I swiped the ball out from under his arm. “Oh, so now you want to get technical?”

He sighed. “How about you cut the drama and just tell me the truth.” He crossed his arms over his chest, his face unflinchingly sincere. “Does this have something to do with Mom and Dad? With your endless quest for their approval? Because if so, then I think we should talk about—”

“Reverend.” In saying that single word, I’d just called a truce, one that pledged our highest level of honesty to each other. “This has nothing to do with them.” Reverend Carmichael was the most devout believer we’d ever known—a man who could quote Scripture the way my brother could recall every lyric from every Christian rock band of the early 2000s. Reverend Carmichael’s skin had been as brown as his beard had been silver, and the animated way he’d moved his hands had been a special kind of mesmerizing.
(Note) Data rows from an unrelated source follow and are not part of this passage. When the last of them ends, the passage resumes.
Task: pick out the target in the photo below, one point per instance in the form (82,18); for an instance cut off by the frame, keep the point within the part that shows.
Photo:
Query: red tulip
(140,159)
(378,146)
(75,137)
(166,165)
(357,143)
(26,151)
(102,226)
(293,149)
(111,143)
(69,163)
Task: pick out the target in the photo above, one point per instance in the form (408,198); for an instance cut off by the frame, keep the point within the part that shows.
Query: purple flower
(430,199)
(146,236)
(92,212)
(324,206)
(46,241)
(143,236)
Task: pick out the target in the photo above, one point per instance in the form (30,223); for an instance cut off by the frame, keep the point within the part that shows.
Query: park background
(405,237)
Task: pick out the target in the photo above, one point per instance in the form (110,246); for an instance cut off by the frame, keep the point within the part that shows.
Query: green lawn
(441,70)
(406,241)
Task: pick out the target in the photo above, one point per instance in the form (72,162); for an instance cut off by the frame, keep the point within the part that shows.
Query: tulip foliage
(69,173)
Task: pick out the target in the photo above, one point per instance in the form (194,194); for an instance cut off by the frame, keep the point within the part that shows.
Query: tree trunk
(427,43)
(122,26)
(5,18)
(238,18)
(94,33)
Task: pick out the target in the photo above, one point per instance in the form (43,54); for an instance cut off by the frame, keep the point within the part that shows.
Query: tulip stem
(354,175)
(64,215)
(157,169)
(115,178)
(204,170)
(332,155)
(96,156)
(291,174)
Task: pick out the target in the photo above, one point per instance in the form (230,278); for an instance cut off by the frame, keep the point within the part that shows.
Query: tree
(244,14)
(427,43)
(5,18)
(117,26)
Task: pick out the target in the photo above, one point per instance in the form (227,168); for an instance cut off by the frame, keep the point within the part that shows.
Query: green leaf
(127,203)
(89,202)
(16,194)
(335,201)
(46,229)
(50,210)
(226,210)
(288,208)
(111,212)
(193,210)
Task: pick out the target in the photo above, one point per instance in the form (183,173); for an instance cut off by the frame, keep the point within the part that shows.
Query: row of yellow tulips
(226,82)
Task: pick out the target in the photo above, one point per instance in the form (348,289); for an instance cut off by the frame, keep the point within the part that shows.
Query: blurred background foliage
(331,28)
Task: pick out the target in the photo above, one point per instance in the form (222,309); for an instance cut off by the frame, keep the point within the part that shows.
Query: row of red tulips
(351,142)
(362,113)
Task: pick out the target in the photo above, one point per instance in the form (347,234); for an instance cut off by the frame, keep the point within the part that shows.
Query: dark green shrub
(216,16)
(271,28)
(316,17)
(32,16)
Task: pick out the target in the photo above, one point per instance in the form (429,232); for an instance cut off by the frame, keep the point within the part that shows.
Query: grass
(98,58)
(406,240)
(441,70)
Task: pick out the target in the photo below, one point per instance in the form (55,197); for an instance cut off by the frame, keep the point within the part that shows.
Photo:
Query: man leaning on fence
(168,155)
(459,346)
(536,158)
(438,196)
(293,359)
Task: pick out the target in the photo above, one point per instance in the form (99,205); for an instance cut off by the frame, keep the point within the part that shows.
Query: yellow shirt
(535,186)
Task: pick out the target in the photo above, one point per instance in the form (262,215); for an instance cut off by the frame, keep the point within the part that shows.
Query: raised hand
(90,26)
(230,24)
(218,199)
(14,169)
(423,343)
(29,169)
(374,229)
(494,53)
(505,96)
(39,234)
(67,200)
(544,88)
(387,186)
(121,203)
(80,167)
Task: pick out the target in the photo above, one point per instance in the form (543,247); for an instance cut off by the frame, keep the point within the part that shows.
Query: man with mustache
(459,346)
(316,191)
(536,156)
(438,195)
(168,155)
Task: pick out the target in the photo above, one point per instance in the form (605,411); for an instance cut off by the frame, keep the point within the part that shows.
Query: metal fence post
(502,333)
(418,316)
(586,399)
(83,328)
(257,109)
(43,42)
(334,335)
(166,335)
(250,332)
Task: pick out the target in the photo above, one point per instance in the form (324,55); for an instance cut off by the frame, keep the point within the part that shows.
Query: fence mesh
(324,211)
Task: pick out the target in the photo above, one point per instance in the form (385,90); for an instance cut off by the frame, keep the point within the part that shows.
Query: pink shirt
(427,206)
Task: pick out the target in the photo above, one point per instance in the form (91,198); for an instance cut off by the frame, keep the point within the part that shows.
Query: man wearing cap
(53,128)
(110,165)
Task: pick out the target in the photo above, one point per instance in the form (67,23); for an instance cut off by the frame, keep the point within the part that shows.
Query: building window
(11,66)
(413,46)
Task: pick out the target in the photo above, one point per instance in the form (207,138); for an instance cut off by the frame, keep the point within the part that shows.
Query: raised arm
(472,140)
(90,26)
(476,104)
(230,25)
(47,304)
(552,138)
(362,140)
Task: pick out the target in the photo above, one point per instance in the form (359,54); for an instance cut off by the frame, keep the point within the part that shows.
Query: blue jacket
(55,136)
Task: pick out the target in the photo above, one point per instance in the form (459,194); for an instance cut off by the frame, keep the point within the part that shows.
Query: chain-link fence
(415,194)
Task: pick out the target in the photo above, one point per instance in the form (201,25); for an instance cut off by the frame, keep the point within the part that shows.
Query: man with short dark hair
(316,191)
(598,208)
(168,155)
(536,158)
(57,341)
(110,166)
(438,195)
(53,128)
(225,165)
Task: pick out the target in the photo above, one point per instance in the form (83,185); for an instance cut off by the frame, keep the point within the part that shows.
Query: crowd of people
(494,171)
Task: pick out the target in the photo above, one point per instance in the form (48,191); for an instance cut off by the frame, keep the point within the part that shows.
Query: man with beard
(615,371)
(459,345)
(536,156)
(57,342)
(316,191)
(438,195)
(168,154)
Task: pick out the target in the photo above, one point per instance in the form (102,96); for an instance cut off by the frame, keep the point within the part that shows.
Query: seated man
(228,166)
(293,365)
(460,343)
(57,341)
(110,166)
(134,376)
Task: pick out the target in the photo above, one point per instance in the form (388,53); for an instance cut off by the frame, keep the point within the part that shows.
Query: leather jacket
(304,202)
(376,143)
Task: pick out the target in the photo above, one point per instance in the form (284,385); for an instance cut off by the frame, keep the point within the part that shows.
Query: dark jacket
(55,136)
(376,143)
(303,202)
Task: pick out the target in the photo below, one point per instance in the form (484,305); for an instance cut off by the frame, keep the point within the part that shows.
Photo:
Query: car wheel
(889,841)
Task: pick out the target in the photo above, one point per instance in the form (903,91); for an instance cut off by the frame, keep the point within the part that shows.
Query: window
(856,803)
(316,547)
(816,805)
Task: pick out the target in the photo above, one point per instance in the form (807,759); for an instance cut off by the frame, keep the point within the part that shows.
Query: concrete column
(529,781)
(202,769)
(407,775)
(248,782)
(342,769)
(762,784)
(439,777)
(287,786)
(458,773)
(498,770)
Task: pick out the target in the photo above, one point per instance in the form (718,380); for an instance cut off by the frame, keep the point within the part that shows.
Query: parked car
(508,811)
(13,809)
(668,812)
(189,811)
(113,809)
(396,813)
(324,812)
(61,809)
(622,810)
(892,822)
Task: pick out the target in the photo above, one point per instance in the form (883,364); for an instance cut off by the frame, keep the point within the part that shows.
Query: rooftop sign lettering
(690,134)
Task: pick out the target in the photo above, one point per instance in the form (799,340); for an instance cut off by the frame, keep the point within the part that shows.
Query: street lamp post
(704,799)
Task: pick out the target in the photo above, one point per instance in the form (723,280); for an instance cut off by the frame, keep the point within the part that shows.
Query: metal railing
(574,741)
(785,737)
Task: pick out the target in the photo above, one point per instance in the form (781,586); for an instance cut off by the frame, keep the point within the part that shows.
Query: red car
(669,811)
Those same hands had baptized us in the Spokane River just two days after our seventh-grade summer began, and neither my twin nor I would have dared breathe a lie to him for fear of instant smiting.

“Okay,” Miles said on a deep breath. “I believe you.”

“Good.” Satisfied that I’d finally captured his complete attention, I added, “Because I do want to make a difference in my industry—to do something more with the following I have.” A declaration that sounded as right as it felt.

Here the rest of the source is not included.